First place

Emily Lillibridge got her first apartment in Berkeley by way of Aaron Spink, the older brother of a high school classmate. Aaron and his wife Deena lived in the modest one-bedroom a few blocks south of the UC campus while they attended seminary. When Aaron finished, they went off to the Philippines for a three-year mission project. Since the apartment was rent-controlled they held on to the lease and sublet to a series of students.

Aaron warned Emily over the phone that the place wasn't anything special. When Emily arrived after work on Friday with her first load of stuff, she found that the place was, in fact, a pit.

The counters and stovetop were deep in grease and the oven harbored the traumatic memory of some ill-conceived experiment involving curry, pickles and offal. The bathtub was several shades of tan and stank of patchouli and the toilet wore a fuzzy green boa. The only windows in the unit faced north onto a yard with a tall sequoia in it and beyond that an apartment building even taller than her own, so the amount of natural light was minimal. The upside of this was that you were less likely to notice the carpet, a low-pile number that had started off as a questionable combination of brown and green and only grown more repulsive in the unwashed decade that followed its installation.
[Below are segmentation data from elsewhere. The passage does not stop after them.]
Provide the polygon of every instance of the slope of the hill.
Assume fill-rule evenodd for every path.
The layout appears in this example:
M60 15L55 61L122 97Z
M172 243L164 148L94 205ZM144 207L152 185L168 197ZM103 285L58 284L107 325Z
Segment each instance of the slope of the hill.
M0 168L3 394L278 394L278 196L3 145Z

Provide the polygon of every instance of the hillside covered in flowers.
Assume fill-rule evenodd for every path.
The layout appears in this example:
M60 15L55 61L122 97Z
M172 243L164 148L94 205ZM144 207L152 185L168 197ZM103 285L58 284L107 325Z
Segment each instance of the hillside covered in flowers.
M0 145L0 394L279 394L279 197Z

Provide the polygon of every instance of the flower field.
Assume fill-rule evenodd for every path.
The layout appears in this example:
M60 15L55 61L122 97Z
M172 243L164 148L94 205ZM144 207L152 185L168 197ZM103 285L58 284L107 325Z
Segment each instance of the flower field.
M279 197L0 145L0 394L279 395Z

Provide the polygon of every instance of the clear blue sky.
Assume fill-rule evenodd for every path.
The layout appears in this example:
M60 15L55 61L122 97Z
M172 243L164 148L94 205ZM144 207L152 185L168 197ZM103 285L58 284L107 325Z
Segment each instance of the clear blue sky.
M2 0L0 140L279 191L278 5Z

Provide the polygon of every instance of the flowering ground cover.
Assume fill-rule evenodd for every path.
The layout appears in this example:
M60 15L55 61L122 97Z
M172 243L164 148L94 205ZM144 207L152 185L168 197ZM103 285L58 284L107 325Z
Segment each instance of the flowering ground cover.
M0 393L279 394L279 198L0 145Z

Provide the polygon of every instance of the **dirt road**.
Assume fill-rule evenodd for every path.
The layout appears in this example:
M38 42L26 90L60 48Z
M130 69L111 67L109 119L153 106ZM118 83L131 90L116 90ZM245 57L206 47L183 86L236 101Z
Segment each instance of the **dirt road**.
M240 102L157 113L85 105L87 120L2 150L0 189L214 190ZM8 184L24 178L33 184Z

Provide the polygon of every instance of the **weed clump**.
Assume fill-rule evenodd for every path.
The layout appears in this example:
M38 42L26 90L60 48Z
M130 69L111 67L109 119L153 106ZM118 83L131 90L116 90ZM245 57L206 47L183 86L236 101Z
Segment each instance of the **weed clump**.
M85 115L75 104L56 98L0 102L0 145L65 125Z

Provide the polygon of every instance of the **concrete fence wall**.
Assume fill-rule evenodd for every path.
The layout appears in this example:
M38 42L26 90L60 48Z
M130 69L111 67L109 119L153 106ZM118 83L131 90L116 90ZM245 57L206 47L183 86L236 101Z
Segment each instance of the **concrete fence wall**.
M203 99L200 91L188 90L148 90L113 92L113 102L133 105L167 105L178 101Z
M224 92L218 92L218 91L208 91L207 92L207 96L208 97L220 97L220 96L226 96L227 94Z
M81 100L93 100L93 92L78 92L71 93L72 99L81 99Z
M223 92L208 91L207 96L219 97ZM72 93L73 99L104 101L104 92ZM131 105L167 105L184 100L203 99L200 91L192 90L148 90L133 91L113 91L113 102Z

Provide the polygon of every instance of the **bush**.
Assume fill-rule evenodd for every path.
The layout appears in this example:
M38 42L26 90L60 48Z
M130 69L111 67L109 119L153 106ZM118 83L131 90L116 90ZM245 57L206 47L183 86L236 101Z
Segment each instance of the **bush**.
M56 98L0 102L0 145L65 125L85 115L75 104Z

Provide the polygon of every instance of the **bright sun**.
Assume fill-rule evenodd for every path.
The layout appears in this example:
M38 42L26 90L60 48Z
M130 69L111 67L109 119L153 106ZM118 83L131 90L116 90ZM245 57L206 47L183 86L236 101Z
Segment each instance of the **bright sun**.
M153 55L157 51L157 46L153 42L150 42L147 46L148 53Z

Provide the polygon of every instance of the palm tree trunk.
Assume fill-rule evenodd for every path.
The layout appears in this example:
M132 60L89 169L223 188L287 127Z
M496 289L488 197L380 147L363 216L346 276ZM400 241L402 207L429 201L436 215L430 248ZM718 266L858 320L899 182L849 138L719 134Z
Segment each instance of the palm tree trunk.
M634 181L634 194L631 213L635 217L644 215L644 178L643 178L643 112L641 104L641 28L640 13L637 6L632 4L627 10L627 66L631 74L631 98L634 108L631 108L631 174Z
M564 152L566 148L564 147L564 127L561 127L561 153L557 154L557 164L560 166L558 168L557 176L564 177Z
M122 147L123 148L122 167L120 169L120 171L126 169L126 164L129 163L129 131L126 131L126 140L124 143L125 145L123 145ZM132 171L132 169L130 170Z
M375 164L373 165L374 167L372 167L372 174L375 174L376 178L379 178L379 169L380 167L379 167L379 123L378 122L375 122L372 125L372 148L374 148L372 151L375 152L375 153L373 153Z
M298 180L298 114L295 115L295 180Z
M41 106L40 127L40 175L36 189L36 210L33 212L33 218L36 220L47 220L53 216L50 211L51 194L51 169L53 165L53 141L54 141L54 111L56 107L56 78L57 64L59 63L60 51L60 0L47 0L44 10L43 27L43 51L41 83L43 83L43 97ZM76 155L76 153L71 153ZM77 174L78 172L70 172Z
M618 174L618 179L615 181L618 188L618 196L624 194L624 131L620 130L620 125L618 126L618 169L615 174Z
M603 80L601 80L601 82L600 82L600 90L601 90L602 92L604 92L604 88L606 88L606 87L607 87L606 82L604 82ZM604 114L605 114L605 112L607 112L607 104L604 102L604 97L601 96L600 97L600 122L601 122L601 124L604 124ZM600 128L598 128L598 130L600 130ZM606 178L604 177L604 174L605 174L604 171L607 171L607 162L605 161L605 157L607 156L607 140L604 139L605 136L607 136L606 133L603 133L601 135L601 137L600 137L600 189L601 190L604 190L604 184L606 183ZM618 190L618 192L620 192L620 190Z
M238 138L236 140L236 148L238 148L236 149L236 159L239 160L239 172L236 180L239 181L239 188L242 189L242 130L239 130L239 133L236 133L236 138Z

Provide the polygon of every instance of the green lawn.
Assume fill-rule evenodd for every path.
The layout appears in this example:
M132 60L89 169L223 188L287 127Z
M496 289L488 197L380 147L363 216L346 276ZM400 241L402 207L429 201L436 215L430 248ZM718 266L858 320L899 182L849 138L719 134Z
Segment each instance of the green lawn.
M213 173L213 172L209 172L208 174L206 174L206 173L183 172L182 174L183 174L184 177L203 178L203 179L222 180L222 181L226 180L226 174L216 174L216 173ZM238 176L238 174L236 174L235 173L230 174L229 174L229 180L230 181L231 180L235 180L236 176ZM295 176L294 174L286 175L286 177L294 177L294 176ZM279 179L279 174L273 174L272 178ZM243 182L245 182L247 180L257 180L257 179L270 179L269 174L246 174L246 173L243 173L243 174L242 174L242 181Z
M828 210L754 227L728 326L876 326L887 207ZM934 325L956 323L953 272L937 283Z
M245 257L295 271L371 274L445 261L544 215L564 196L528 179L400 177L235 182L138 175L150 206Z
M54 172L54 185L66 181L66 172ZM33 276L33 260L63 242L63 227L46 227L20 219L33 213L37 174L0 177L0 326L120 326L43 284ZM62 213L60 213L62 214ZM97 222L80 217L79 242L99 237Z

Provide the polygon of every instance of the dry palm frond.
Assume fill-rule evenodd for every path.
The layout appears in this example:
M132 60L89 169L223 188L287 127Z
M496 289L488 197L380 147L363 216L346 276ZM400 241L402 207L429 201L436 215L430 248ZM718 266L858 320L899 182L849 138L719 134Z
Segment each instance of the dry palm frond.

Emily went out that evening to buy cleaning supplies and rent a carpet steamer. She spent most of the weekend on her knees or in some kind of a crouch, scrubbing, scouring, wiping and polishing. By Sunday evening her back and shoulders and thighs and calves were screaming, but the job was done and place was hers.

She was just getting out of the rickety old elevator, on the way back up from her last trip to the dumpster, she ran into Kenji and Dale from down the hall. They were going up to the roof and said she should come too. She started to protest but they laughed and pressed her back into the elevator with them and hit the button for the top floor.

It had rained off and on all afternoon, rinsing the air of its usual haze and after two days stooped over, the view from the rooftop staggered poor Emily. In the west, the setting sun reflected thousands of times, from cars on the bridges in the bay and from the windows of the towers of the city as it sank toward the sea beyond. In the east, the tree-covered hills seemed to leap toward the sky.